Il 22 maggio 1978 la legge 194 entra in vigore. Il testo disciplina le modalità di accesso all’aborto, che prima di allora era considerato un reato. Una vittoria per i movimenti femministi che, seppur con qualche perplessità su certi passaggi della legge, certi articoli, erano riusciti a far conquistare alle donne una possibilità fino a quel momento solo desiderata.
Oggi, 46 anni dopo, quelle stesse perplessità non solo permangono, ma sono diventate strumentali a depotenziare quello che è ormai vissuto come un diritto. Perché la verità è che quello che nel 1978 poteva sembrare un traguardo, nel 2024 non potrebbe essere neppure un punto di partenza per come viene intesa oggi la libertà delle donne. Per fortuna direi.
Emblematica la tranquillità e la fermezza con cui la premier Meloni, fin dall’inizio del suo mandato, ha sempre affermato di non voler cancellare la legge 194, ma di volerla applicare. Un’esternazione probabilmente capita solo dopo, quando alle parole sono seguiti i fatti corrispondenti. In quel momento la sinistra era troppo impegnata a difendere con i denti una legge sbagliata e ormai vecchia, anacronistica, da non rendersi conto della reale direzione che il dibattito stava prendendo. Se ne accorge oggi, con le associazioni pro-vita messe all’interno dei consultori da un emendamento criticato, demonizzato, ma che non fa altro che ricalcare la stessa legge 194.
L’articolo 2, parlando dei consultori, inserisce tra i compiti il contributo “a far superare le cause che potrebbero indurre la donna all'interruzione della gravidanza”. In che modo lo dice poco dopo: “Sulla base di appositi regolamenti o convenzioni possono avvalersi, per i fini previsti dalla legge, della collaborazione volontaria di idonee formazioni sociali di base e di associazioni del volontariato, che possono anche aiutare la maternità difficile dopo la nascita”.
Concetto ribadito dall’articolo 5, dove si dice che il medico “valuta con la donna stessa (...) le circostanze che la determinano a chiedere l'interruzione della gravidanza”. Mentre l’articolo 9 legittima gli obiettori di coscienza.

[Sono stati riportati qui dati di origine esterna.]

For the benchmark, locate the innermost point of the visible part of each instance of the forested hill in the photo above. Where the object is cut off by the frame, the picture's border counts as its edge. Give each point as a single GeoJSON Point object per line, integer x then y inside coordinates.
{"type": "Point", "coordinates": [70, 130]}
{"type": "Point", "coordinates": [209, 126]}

Questo perché la legge 194 è stata concepita (46 anni fa, ricordiamolo) come alternativa, come possibilità di scelta per le donne laddove esistano rischi per la salute fisica o psichica, sfavorevoli condizioni economiche, sociali o familiari, e ancora malformazioni o anomalie del feto. Vien da sé che una legge nata con queste premesse, in quel periodo storico, concepisca l’aborto come ultima spiaggia, possibilmente da evitare. Da qui la presenza nei consultori e nelle strutture, di figure che hanno il compito quantomeno di provare ad evitare che la donna interrompa la gravidanza. Il ché, in alcuni casi specifici (quando i motivi sono economici ad esempio) potrebbe essere effettivamente un aiuto. In altri, invece, è solo un'invadenza gratuita. E’ questa la differenza che, oggi come allora, i movimenti pro-vita non colgono per loro natura. Nulla di sorprendente. Così come non stupisce il fatto che la destra conservatrice abbia tutta la premura e l’interesse affinché la 194, così com’è, venga applicata alla lettera. Ciò che non si comprende, invece, è perché la sinistra al potere non abbia fatto nulla per cambiarla, aggiornarla, in modo da tutelare, difendere e rendere inattaccabile il diritto all’aborto.